OnlyFans’ operating model has transformed the conventional porn film industry and reshaped consumption habits through these networks. On the one hand, its impact has been positive: platforms of this kind have succeeded in getting users to pay for this type of content again, something commercial pornography had failed to achieve for more than three decades. On the other hand, they have also contributed to a decline in the budgets of conventional productions, since the revenue generated no longer flows to production companies but directly into the accounts of the creators themselves.

The cinematic grammar of adult content has also been affected by the new centrality of the independent creator. Creators now manage their own working conditions and produce on demand with small crews, often in domestic settings, seeking the authenticity associated with homemade and amateur aesthetics.

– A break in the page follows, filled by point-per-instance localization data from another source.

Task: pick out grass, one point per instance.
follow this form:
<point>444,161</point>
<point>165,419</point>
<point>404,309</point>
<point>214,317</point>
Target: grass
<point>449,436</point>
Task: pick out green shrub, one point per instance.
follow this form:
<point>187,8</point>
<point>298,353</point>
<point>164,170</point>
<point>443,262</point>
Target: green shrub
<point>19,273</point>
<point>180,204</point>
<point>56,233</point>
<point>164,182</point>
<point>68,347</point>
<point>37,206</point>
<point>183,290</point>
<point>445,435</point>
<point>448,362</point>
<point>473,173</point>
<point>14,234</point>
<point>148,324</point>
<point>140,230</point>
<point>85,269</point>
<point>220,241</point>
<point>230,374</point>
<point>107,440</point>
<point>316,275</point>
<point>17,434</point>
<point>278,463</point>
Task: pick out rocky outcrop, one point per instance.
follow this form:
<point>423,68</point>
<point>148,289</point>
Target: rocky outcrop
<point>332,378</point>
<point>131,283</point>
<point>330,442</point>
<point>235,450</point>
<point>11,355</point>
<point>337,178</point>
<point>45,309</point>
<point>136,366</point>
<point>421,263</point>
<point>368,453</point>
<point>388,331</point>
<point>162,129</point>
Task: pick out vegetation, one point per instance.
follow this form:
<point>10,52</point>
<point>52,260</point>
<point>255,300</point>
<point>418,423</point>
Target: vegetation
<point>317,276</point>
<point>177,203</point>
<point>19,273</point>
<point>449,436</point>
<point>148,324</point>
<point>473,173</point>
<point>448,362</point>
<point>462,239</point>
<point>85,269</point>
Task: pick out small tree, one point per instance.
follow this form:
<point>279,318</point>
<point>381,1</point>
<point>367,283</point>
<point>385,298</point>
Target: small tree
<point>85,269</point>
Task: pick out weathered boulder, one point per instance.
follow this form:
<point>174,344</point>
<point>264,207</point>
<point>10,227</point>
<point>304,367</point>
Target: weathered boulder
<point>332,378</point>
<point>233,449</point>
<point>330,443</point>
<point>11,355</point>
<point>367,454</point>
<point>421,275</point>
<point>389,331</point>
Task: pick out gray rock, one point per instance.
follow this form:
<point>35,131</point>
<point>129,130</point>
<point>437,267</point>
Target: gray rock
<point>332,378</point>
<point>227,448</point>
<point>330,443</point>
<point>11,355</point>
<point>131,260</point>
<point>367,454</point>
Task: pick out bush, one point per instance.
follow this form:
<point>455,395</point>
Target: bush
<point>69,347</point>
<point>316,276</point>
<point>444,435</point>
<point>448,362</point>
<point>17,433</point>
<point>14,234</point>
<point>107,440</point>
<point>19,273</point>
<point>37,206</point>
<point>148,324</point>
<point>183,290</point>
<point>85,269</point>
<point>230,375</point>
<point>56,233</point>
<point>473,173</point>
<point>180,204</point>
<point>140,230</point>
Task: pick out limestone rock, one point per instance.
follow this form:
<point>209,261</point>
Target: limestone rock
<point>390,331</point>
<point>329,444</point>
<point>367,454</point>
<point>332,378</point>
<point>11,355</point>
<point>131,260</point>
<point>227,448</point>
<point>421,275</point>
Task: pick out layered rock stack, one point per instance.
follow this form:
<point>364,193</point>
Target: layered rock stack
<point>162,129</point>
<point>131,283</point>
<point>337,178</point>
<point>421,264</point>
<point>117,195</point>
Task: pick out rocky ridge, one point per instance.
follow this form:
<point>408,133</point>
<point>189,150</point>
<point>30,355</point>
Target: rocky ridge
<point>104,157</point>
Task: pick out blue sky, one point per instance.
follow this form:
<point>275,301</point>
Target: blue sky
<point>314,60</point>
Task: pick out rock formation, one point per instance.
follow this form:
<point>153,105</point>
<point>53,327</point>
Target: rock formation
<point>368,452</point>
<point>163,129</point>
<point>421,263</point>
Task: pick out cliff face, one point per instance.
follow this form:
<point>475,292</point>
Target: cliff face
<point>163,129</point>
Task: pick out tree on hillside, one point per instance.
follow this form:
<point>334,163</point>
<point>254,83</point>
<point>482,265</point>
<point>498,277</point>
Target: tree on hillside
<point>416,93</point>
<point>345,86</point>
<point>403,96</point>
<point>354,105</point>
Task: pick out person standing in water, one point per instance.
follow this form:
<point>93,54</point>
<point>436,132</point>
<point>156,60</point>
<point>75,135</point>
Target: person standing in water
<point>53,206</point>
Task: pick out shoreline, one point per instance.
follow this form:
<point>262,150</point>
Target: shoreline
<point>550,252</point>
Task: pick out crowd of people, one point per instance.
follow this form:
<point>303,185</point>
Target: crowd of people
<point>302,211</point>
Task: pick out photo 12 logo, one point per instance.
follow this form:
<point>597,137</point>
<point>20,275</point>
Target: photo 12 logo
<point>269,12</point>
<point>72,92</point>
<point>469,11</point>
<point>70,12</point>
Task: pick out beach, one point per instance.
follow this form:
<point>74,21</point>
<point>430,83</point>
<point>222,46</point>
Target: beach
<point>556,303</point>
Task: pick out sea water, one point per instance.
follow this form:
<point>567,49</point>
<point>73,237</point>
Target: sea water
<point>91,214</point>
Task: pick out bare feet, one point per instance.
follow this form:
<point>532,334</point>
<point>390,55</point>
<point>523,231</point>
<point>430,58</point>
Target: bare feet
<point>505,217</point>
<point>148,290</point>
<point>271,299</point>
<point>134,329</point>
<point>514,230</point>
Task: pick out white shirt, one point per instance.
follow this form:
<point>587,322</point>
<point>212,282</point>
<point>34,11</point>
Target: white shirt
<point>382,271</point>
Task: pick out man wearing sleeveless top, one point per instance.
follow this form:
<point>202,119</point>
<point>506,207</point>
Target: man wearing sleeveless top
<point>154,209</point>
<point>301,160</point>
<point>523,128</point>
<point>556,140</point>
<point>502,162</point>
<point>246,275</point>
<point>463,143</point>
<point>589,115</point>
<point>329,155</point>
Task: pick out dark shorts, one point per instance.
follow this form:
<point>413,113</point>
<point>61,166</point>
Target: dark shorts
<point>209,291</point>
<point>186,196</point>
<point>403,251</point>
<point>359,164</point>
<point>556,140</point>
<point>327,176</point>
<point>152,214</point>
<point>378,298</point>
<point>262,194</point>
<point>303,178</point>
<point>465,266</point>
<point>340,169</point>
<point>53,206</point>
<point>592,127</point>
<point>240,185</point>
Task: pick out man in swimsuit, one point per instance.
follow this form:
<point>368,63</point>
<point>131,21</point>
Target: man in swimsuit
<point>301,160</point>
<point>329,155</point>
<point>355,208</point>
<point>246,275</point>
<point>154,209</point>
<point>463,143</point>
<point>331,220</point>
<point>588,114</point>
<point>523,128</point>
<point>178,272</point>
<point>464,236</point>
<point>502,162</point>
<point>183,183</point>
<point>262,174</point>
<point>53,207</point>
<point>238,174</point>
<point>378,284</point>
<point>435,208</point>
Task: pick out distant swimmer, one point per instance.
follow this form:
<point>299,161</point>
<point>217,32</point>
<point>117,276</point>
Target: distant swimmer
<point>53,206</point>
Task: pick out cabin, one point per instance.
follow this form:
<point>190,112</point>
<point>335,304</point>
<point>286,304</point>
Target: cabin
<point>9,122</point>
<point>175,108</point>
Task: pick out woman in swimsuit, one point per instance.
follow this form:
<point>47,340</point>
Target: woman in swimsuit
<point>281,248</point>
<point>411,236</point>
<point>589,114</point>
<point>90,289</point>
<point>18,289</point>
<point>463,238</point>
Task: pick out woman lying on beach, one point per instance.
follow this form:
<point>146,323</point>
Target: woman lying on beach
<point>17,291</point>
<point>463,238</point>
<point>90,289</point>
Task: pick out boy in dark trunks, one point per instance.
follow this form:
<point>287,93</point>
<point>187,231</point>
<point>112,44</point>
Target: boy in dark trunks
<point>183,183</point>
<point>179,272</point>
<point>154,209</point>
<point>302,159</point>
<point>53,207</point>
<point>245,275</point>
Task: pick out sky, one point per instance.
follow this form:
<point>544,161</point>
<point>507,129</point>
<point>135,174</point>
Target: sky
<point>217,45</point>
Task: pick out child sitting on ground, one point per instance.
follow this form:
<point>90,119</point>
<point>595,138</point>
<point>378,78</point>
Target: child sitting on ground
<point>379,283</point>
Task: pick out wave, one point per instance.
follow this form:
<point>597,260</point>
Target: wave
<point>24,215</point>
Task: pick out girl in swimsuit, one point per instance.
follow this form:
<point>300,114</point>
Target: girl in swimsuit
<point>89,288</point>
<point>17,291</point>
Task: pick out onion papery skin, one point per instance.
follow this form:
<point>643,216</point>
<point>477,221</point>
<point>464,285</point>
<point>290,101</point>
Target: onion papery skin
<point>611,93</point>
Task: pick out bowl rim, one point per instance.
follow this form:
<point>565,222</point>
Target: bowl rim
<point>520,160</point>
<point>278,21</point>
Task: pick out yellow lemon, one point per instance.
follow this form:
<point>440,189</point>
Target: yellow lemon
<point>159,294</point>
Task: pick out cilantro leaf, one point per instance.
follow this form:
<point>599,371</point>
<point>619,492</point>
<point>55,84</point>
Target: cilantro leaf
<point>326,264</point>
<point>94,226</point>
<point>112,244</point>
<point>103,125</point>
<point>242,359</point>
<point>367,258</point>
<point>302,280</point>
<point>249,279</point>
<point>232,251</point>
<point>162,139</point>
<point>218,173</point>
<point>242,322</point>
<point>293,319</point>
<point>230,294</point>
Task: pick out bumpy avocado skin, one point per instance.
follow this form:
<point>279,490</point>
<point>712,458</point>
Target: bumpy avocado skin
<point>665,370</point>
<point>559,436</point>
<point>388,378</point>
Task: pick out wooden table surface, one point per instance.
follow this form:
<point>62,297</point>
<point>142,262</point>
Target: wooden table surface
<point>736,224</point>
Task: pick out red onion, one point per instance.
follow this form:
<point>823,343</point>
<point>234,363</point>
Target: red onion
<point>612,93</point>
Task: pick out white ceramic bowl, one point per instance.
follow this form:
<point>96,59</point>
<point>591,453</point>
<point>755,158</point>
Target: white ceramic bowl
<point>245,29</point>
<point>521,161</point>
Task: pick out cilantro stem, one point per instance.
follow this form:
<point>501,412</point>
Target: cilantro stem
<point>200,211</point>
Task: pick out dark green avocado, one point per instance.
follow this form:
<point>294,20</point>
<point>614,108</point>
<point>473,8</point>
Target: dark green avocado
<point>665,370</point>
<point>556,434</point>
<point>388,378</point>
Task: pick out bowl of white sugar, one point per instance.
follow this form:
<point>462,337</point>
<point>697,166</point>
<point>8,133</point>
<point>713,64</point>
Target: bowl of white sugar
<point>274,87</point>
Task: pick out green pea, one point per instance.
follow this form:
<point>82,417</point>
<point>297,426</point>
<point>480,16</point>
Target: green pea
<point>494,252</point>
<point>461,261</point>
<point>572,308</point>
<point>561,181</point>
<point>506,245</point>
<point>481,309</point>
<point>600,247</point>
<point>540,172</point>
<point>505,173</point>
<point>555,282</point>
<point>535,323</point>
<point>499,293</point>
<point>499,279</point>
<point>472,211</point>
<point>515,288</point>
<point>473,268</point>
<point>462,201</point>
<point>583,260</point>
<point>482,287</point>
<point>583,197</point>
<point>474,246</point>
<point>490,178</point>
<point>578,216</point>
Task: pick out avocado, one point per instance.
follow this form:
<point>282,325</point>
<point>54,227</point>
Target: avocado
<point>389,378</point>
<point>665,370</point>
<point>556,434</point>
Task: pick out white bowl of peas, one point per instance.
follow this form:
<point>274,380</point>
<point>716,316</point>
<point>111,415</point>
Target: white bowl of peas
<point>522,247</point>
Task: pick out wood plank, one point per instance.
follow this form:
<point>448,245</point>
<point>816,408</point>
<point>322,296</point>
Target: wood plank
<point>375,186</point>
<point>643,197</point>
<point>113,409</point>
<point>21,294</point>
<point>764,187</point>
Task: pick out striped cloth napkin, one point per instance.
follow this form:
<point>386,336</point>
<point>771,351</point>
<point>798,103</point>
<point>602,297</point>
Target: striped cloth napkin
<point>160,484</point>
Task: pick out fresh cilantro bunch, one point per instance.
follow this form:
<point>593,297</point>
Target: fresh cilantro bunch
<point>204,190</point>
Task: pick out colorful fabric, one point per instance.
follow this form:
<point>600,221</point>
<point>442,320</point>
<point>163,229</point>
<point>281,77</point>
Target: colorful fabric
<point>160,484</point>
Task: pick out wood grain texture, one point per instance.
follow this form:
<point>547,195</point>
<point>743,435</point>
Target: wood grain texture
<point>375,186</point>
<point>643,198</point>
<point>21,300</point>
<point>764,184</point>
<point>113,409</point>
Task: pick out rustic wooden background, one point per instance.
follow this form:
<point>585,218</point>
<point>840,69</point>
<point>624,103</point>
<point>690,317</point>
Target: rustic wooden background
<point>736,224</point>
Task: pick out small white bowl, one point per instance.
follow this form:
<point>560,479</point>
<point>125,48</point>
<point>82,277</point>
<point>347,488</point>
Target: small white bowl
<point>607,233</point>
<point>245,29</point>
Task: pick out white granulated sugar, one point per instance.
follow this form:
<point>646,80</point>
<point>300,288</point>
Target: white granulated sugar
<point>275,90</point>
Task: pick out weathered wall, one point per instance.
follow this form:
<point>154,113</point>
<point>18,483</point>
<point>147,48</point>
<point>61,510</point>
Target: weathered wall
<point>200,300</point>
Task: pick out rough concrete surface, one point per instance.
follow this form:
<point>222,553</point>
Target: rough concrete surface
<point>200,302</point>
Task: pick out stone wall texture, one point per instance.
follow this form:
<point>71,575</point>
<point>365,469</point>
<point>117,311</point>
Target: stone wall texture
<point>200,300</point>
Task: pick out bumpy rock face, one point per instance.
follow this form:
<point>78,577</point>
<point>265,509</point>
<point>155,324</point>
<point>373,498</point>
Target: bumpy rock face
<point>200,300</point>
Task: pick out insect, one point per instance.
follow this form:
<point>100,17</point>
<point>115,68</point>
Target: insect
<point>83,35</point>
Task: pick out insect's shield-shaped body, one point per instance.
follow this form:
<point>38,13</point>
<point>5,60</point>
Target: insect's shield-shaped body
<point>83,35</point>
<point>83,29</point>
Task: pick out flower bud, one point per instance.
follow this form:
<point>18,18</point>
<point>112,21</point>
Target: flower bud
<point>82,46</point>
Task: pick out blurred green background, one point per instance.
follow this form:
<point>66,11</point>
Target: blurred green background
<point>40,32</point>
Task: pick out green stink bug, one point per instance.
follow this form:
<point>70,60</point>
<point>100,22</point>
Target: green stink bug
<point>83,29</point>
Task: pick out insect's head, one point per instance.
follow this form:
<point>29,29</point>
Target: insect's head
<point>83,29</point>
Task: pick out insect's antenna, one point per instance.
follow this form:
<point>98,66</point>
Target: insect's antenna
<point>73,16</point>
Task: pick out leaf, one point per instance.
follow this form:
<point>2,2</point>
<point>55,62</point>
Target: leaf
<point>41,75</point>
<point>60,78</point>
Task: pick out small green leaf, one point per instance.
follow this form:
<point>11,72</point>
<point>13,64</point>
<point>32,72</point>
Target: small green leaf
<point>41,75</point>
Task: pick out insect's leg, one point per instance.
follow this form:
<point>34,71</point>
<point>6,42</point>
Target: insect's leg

At the same time, they replace classical narrative structures—beginning, development and resolution—with fragmented formats centred on climax, prioritising vertical video and flat lighting produced with ring lights over the horizontal format of commercial cinema, among other formal shifts.

Only Fans

Maitland Ward.

This new visual structure has begun to migrate into non-pornographic independent productions. Formats such as Screenlife — films that unfold entirely on a computer or mobile phone screen — directly adopt the production systems of digital platforms and the consumption habits associated with networks such as TikTok or OnlyFans. Likewise, actresses from conventional television, such as Maitland Ward, have consolidated independent careers on these platforms, while musical artists such as rapper Bhad Bhabie use them to offer exclusive, non-erotic material to their followers.

The social influence of the OnlyFans phenomenon is already reflected in mainstream television productions such as Euphoria and Industry, where certain characters use these monetization tools as a normalized part of the plot. This consolidates an economic and visual model whose impact promises to reach far beyond the digital entertainment and adult-content markets. According to specialists, the future will no longer lie so much in the production of images as in access to content: value will no longer reside in the image itself, but in the commodification of intimacy and in the possibility of paid, personalized interaction. It is a complex future for social relationships, leisure culture and private life. And it has only just begun.